Lesson 21: Learning to Love XML

Objective:

Students will understand the need for data to be stored in different ways - specifically, why it makes sense for web data to be formatted as XML.

Materials:

Online Data-ing handout (LMR_3.19_Online Data-ing)

Note: This should have been completed during the previous class.
Mountain Peak XML data found at:
https://labs.idsucla.org/extras/webdata/mountains.html

Note: Open with Google Chrome or Firefox browsers, NOT with Safari.
Projector
Mountains – HTML vs. XML handout (LMR_3.20_Mountains - HTML vs. XML)

Vocabulary:

XML

Essential Concepts:

XML is a programming language that we use with our campaigns. We create basic XML "tags" in the code, which help us store data in a format we understand.

Lesson:

Allow time for student teams to present their findings from the Online Data-ing handout (LMR_3.19) if there was not sufficient time during the previous lesson.
Remind students that in the previous lesson they learned about a variety of ways that data can be presented online.
They've been working with comma separated (CSV) files and R data frames. Last time and in the lab, they worked with HTML tables. Today they are going to learn how HTML can be displayed as an XML table.
XML, or Extensible Mark up Language, is a popular format for storing data on the Internet. It is useful because it creates readable web pages, and also because it allows programmers to easily update values in the data table if those values change.
In pairs, ask students to brainstorm ways in which data that is found online is different than the way we see data in RStudio. Then, create a class brainstorm from the student pair responses.
After the brainstorm, emphasize the following:
1. RStudio’s default way to work with data is as large data frames (tables) where rows represent observations and columns represent variables.
2. Data that is viewed online often has a different structure.
3. Data structures found on the web might be displayed in tables, such as those on Wikipedia, or streams, such as Twitter, and might even include data spread across multiple sections of a web page, such as Yelp.
Show students, on a projector, the Mountain Peak XML data found at
https://labs.idsucla.org/extras/webdata/mountains.html

Ask students to look at the data and determine if they have seen it before. Hint: They have! It was the data they scraped during Lab 3E.
Once students figure out that the XML is just the same data as the website they scraped during Lab 3E, distribute the Mountains – HTML vs. XML handout (LMR_3.20), which displays both HTML and XML versions of the data.

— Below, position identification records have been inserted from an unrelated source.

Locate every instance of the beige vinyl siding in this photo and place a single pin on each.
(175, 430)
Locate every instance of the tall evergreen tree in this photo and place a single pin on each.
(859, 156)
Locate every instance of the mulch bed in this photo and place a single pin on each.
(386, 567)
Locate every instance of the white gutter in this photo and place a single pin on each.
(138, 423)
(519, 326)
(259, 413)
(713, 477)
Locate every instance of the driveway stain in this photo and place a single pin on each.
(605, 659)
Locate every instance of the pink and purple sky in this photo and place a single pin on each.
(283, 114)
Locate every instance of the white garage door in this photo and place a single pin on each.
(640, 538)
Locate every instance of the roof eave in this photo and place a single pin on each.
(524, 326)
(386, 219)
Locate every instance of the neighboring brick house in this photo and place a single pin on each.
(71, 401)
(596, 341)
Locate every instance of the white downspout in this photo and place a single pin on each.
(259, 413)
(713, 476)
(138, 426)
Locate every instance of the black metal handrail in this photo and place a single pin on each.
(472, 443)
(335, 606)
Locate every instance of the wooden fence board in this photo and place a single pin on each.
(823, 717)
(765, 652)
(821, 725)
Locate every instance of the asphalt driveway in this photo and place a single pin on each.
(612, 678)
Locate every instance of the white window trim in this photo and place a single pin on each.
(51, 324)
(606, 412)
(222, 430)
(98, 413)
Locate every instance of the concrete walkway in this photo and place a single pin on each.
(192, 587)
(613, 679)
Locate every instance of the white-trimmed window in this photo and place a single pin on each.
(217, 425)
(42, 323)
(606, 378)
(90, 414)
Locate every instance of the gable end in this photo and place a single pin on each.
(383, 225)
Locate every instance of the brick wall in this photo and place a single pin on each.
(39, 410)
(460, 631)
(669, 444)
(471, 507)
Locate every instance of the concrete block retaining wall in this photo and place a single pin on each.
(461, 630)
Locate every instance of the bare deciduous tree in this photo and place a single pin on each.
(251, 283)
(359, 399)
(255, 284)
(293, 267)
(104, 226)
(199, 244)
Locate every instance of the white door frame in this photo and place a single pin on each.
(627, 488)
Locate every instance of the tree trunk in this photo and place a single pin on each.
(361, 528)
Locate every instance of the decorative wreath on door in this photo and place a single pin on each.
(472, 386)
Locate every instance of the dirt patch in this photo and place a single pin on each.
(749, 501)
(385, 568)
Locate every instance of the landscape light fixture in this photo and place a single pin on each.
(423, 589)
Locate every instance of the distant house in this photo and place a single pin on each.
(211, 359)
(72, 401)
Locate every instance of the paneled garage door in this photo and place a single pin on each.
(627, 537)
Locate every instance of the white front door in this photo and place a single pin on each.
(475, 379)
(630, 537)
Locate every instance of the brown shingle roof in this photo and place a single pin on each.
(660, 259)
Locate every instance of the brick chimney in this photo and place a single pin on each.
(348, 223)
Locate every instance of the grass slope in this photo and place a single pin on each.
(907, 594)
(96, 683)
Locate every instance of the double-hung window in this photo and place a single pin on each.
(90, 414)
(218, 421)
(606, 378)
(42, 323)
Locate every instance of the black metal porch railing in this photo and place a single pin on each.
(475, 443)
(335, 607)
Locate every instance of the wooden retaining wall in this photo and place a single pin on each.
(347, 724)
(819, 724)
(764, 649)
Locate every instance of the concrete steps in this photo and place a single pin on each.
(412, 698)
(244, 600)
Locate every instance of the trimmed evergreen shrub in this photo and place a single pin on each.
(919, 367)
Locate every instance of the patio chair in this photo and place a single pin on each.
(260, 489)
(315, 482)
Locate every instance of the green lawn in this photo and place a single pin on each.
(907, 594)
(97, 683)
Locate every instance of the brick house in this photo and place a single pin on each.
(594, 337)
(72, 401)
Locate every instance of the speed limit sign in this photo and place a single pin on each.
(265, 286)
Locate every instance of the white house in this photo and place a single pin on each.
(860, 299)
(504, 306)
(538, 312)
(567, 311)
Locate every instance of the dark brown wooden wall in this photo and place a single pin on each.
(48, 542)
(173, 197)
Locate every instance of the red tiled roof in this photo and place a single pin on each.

Note: The handout only includes the first 3 mountains.

LMR_3.20
Ask student pairs to answer the following:
1. Why are certain XML tags indented in the XML version of the data? The indentations tell us how to structure the HTML table. For example, all the mountains are contained in the <data> section, but are further tagged by each particular mountain within the <mountain> and </mountain> tags. All information stored between those two tags will be displayed as one row of the HTML table.
2. What are the role of tags (ex. <state>) and end tags (ex. </state>) in the XML code? Tags tell us when a certain type of data begins, and end tags tell us when the data should end. In other words, it tells us where to find the specific values of a variable (ex. Alaska would be the value of the “state” variable since it is between the <state> and </state> tags.
3. Where are the variable names? The variable names can be found between each <mountain> and </mountain> tags. Specifically, the first variable is “peak” and the last variable is “rank.”
4. Where are the observations? The observations are located within each of the variable tags. For example, the observation “Mount McKinley (Denali)” is found between the <peak> and </peak> tags.
Assign student pairs one of the above questions to share out with the class. Student pairs that did not receive an assignment must participate using the Agree/Disagree strategy.
As a class, discuss the answers to the questions above.
XML formats make it easier to display data on the web in a pleasant matter and make it easier for programmers to find and alter data if the values change or if, for example, they wish to add a new row to a table.

Class Scribes:

One team of students will give a brief talk to discuss what they think the 3 most important topics of the day were.

Homework

For the next 3 days, students will collect data using the class’s newly created Participatory Sensing campaign (see Lessons 16-18).

For homework, students should reflect about how XML and HTML data are displayed. They should discuss when each format is appropriate.